I looked at the code and can confirm the behavior.
To use the Mocks class, you have to configure another ExpressionManager, namely org.camunda.bpm.engine.test.mock.MockExpressionManager. Even if you have that, the expression won't resolve to your mock, because the MockExpressionManager registers the mock resolver after the variable scope resolver. What you could do to work around this, is to create a custom ExpressionManager that does the same as MockExpressionManager but registers the ELResolvers in the correct order.

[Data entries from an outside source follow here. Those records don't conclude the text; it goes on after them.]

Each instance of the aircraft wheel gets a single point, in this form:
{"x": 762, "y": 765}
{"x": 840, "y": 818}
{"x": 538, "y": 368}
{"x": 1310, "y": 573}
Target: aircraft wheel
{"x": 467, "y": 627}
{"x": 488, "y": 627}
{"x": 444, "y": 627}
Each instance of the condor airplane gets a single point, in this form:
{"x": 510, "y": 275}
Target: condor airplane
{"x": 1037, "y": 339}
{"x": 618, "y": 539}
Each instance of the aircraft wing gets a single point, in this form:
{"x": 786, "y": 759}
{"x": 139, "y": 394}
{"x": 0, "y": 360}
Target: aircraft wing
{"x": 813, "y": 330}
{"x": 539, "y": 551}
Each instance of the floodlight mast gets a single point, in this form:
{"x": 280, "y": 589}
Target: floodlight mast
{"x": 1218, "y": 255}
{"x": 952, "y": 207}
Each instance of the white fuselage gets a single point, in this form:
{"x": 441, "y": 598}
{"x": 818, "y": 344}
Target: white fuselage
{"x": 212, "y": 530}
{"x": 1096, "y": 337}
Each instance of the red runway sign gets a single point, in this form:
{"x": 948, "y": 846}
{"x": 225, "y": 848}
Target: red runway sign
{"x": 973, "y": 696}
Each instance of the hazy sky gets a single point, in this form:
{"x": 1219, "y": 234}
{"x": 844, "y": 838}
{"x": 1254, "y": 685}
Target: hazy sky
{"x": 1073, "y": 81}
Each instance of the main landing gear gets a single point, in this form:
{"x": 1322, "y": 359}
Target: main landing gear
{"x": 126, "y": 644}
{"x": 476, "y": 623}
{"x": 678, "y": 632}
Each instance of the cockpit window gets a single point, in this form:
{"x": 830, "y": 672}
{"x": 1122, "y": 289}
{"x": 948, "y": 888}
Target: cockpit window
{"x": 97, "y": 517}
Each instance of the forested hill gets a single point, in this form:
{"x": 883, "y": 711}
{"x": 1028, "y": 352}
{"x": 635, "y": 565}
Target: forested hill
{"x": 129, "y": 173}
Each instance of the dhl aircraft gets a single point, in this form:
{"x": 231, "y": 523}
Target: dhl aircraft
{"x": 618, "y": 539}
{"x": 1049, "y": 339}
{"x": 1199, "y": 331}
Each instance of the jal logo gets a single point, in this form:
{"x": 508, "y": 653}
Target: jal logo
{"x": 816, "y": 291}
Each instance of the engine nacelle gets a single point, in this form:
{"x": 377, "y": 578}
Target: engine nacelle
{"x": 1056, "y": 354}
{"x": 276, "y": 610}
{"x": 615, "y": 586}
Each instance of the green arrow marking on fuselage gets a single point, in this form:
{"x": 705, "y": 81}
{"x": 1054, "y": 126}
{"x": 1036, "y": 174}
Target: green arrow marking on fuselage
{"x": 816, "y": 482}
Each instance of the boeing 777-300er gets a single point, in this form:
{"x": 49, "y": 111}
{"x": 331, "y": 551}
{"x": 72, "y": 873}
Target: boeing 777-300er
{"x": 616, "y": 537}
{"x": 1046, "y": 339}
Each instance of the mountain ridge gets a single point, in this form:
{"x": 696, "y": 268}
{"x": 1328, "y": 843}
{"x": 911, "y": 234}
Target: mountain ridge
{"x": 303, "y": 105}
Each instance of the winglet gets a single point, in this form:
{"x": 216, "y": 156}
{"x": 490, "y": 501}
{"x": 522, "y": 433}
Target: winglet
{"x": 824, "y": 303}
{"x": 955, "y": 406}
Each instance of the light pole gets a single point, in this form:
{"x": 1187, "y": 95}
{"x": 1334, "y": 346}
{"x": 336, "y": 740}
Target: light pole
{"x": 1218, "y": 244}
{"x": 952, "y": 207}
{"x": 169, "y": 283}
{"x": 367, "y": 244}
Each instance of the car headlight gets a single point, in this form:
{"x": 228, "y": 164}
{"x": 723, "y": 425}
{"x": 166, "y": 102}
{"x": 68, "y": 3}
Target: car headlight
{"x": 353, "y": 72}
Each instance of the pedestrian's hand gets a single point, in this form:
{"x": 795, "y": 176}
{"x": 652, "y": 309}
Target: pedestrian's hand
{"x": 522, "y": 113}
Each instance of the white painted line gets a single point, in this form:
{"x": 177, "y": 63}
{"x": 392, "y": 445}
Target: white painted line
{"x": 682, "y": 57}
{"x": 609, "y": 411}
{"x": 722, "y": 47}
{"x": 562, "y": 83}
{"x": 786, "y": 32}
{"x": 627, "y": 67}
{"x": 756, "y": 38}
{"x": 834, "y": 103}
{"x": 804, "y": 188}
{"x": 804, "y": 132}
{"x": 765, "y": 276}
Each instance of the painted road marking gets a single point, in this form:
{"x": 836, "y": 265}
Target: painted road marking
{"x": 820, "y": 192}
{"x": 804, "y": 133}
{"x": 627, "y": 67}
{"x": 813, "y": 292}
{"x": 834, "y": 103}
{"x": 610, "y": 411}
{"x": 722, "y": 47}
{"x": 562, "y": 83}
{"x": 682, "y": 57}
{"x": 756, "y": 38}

Still, I think using the Mocks class is probably not a good option anyway because you only mock a very tiny fraction of the engine but other than that use the engine as it is. This is quite fragile since now there are two kinds of executions: the one you mocked and the one that the engine uses internally. Depending on your processes, your mock may not represent the actual engine state.

If all you want to do is test a JavaDelegate implementation in isolation, I would advise to mock DelegateExecution and explicitly call JavaDelegate#execute(DelegateExecution) in your test code. In order to have this working with field expressions, you would have to set them beforehand, for example by adding setters for the expressions and mocking them.

In a nutshell: Use mocks when you test a delegate in isolation. When you need the engine for an "integration test" of the delegate in the actual process, do not mock but set the variable explicitly on the execution.